USA "auf der Verliererseite"
Allen Fortschritten zum Trotz - es gibt offenbar noch viel aufzuholen. Das US-Magazin "Newsweek" erstellte im April zusammen mit Universitäten einen Index, der Umweltschutz-Bemühungen von Ländern in der ganzen Welt misst. Danach landeten die USA weit abgeschlagen auf Platz 66, gleich hinter Bulgarien. Deutschland erhielt einen respektablen 14. Platz, während Schweden ganz oben auf dem Siegertreppchen steht.
Nach wie vor sind die USA mengenmäßig der größte Produzent von Treibhausgasen der Erde, pro Kopf nur noch von Australien übertroffen. Ein Viertel der schädlichen Emissionen weltweit entstehen zwischen Maui und Manhattan. "Die stete Schädigung unseres Klimas wird zu einem Krieg ersten Ranges, und die USA stehen in jeder Hinsicht auf der Verliererseite", stellt das US-Magazin "Time" fest. "Wenn wir überhaupt in ihm kämpfen - und nach vielerlei Maßstäben tun wir das nicht - dann kämpfen wir auf der falschen Seite."
Grüne Hoffnung nach Bush
Den Schwarzen Peter sehen viele bei US-Präsident George W. Bush. Nicht nur lehnt er das Kyoto-Protokoll zur Verringerung der Treibhausgase ab. Erst vor eineinhalb Jahren räumte Bush öffentlich ein, dass der Klimawandel eine Bedrohung ist. Von verbindlichen Zielen zur Reduzierung schädlicher Emissionen will er aber dennoch nichts wissen. Stattdessen setzt seine Regierung unter anderem auf technologische Lösungen und subventionierten Bio-Sprit. Dazu besteht die Bush darauf, dass große Schmutzfinken unter den Schwellenländern wie China und Indien ebenfalls in die Pflicht genommen werden.

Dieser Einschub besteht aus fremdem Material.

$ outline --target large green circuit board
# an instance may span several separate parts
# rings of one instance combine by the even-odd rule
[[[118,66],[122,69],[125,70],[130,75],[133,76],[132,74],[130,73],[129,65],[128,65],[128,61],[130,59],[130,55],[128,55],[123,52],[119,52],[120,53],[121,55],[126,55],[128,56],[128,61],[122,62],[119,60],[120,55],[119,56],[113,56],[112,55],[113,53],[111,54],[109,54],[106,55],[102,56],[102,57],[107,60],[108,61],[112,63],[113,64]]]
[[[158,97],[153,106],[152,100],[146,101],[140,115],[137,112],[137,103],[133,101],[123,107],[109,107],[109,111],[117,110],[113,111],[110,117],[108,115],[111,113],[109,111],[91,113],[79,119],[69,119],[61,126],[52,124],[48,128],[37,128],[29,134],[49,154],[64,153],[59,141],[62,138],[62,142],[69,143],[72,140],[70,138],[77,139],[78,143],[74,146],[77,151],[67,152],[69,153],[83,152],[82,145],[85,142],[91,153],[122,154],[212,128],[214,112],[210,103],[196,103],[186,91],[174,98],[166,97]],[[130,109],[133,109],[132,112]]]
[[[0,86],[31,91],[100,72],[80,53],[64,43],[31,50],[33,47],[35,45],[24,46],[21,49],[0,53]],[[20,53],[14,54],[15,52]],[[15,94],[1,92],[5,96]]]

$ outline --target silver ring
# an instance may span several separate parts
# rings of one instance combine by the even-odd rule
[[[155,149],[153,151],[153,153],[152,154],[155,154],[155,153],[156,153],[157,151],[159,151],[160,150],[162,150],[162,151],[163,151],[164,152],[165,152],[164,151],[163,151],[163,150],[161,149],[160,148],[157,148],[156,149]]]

"Die Wetten stehen gut, dass wer auch immer (bei der Präsidentenwahl) im November gewinnt, grüner als George W. Bush sein wird", schreibt "Newsweek". Ob Barack Obama, Hillary Clinton oder sogar der Republikaner John McCain - alle befürworten sie verbindliche Ziele zur Reduzierung von Treibhausgasen, gekoppelt mit einem System zum Emissionshandel. Die beiden Demokraten wollen den CO2-Ausstoß bis zum Jahr 2050 auf 20 Prozent der Menge von 1990 drücken, McCain hingegen ist in diesem Punkt weniger deutlich. Ein klares Ziel bleibt der Republikaner "Newsweek" zufolge auch bei erneuerbaren Energien schuldig. Clinton und Obama wollen indes, dass bis 2025 ein Viertel des US-Stroms aus diesen Quellen stammt.
Einen gewichtigen Schritt unternehmen die USA bereits in dieser Woche: Dann nimmt der Senat Beratungen über einen Gesetzentwurfes des Parteiunabhängigen Joe Lieberman und des Republikaners John Warner auf, der Emissionshandel einführen will. Zudem soll der CO2-Ausstoß bis 2012 auf das Niveau von 2005 zurückgefahren werden und bis 2050 auf 30 Prozent davon. Würde die Vorlage so verabschiedet, erwartet das "Wall Street Journal" die "weitreichendste Neuordnung der US-Wirtschaft durch die Regierung seit den 30er Jahren". Doch selbst seine Befürworter glauben, dass der Entwurf keine Chance hat, Gesetz zu werden - spätestens würde Bush ihn mit seinem Veto stoppen. Die Hoffnungen, so heißt es, richten sich auf die nächste Regierung.